Beginning to earnestly work on my recovery again has reminded me of a sad but essential fact – working toward recovery is exhausting – and that’s only after four days. It has reassured me as to why I took hiatus for the time I was wrapped up in studying.
I’ve thought of nothing else all week except recording my food intake – should it be this consuming? Last night I went out for a few drinks with friends which, unsuprisingly, ended in a food-related disaster. I ordered enough food for two people upon my return. In some ways I have to acknowledge the improvement: it’s not that long ago that it would have been enough food for four people – truly. I’m going to explain a couple of elements of this experience.
Firstly, I’m aware that I left the social gathering early purely to eat. I wasn’t hungry, I didn’t need to leave but there was a choice to be made between spending my remaining money on alcohol with friends or on a surfeit of food alone – the food won.

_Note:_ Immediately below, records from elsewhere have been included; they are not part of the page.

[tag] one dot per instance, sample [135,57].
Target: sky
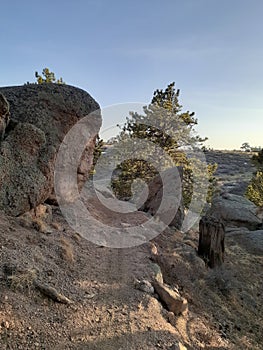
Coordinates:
[121,51]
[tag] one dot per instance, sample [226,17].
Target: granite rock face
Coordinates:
[41,116]
[235,211]
[166,189]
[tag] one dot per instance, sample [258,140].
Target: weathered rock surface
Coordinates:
[168,187]
[41,116]
[174,302]
[235,210]
[234,170]
[4,115]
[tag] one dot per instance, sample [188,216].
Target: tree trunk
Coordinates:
[211,241]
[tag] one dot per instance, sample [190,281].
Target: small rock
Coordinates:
[144,286]
[170,298]
[178,346]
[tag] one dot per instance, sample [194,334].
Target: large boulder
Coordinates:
[166,188]
[235,210]
[41,116]
[4,115]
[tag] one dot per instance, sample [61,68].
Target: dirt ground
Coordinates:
[106,311]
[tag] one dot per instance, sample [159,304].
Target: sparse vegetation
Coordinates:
[172,132]
[67,250]
[47,77]
[255,188]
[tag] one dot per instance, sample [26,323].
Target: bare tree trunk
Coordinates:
[211,240]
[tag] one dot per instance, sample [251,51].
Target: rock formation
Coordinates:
[41,116]
[169,183]
[235,211]
[4,115]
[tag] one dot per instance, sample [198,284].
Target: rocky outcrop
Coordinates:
[41,116]
[167,185]
[235,210]
[172,300]
[4,115]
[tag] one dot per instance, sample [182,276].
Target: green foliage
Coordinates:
[257,160]
[170,132]
[255,189]
[245,146]
[47,77]
[98,149]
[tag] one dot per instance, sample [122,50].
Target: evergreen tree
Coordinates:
[171,130]
[48,77]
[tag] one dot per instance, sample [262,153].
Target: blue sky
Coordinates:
[121,51]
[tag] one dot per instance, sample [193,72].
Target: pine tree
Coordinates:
[172,130]
[48,77]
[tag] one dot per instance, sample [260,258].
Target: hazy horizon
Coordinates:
[121,52]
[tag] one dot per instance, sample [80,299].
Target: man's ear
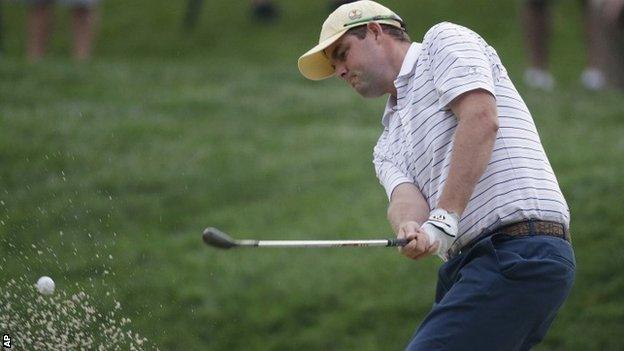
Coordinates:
[374,28]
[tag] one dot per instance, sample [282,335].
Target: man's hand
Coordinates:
[419,245]
[441,228]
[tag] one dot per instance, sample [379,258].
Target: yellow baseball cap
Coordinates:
[314,64]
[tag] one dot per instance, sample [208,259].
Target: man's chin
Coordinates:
[369,94]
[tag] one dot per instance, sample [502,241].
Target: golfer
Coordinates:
[467,177]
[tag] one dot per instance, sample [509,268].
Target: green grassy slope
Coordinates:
[112,168]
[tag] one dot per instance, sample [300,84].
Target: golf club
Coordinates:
[216,238]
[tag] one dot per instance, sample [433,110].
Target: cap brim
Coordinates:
[314,64]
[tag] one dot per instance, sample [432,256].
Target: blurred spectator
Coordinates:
[266,10]
[608,16]
[537,21]
[40,26]
[1,28]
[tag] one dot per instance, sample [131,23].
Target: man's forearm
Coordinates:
[472,151]
[407,205]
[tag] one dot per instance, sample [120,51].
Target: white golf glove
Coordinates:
[441,227]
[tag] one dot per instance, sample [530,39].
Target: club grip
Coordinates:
[397,242]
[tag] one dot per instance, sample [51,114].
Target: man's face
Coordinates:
[360,62]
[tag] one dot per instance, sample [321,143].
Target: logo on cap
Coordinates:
[355,14]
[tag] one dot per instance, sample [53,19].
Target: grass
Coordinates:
[112,168]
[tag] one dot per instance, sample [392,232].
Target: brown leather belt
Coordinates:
[533,227]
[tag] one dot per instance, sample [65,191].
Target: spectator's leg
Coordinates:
[83,22]
[39,28]
[592,77]
[1,42]
[536,20]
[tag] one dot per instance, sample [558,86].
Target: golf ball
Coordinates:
[45,285]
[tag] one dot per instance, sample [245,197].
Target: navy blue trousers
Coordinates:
[500,294]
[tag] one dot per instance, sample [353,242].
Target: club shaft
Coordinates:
[319,243]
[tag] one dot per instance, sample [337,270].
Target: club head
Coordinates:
[216,238]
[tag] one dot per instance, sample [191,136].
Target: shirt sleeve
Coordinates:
[459,62]
[389,175]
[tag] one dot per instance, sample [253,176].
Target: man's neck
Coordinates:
[397,57]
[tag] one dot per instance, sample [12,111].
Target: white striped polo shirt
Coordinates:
[417,140]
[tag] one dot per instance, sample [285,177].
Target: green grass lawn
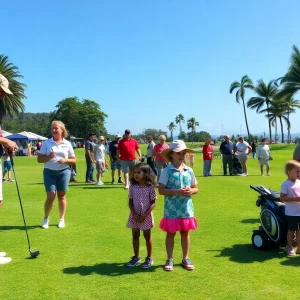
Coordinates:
[86,259]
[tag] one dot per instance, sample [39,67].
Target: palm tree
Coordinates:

Secondly, let me describe to you the state of mind of someone who has given in to a binge, because a somewhat obvious question is why did I just not go through with it? Why didn’t I simply not order food and go to bed? It’s hard for someone without BED to understand. There are two elements that combine once the binge is set. It’s as if there is no further thoughts in my mind. there is nothing else. the best way I can describe it, is like being in suspended animation once the money has been spent on the binge food. I don’t exist, I don’t have negative thoughts, I don’t have positive thoughts; I don’t have any thoughts, I just am. Cutting in to that lack of dialogue and reversing my decision, indeed doing any processing at all, just does not appear to be an option.
The other factor is the contemplation of a day that doesn’t end in whatever I decide to eat. It’s an indescribable feeling, like that feeling as a child that there is someone in your bedroom at night but you can’t quite see them, you just know they’re there, lurking, half formed in the shadows full of malicious intent. It’s the fear that the entire world of creepy pasta preys on. That fear makes me dread the end of a day if it has not contained a binge – as if there is something wholly wrong with my world. I know for a fact that’s not how ‘normal’ people feel about food. they have their dinner. then they wake and have breakfast. they might look forward to a meal but the access to it does not determine whether the day has been a bearable one or not.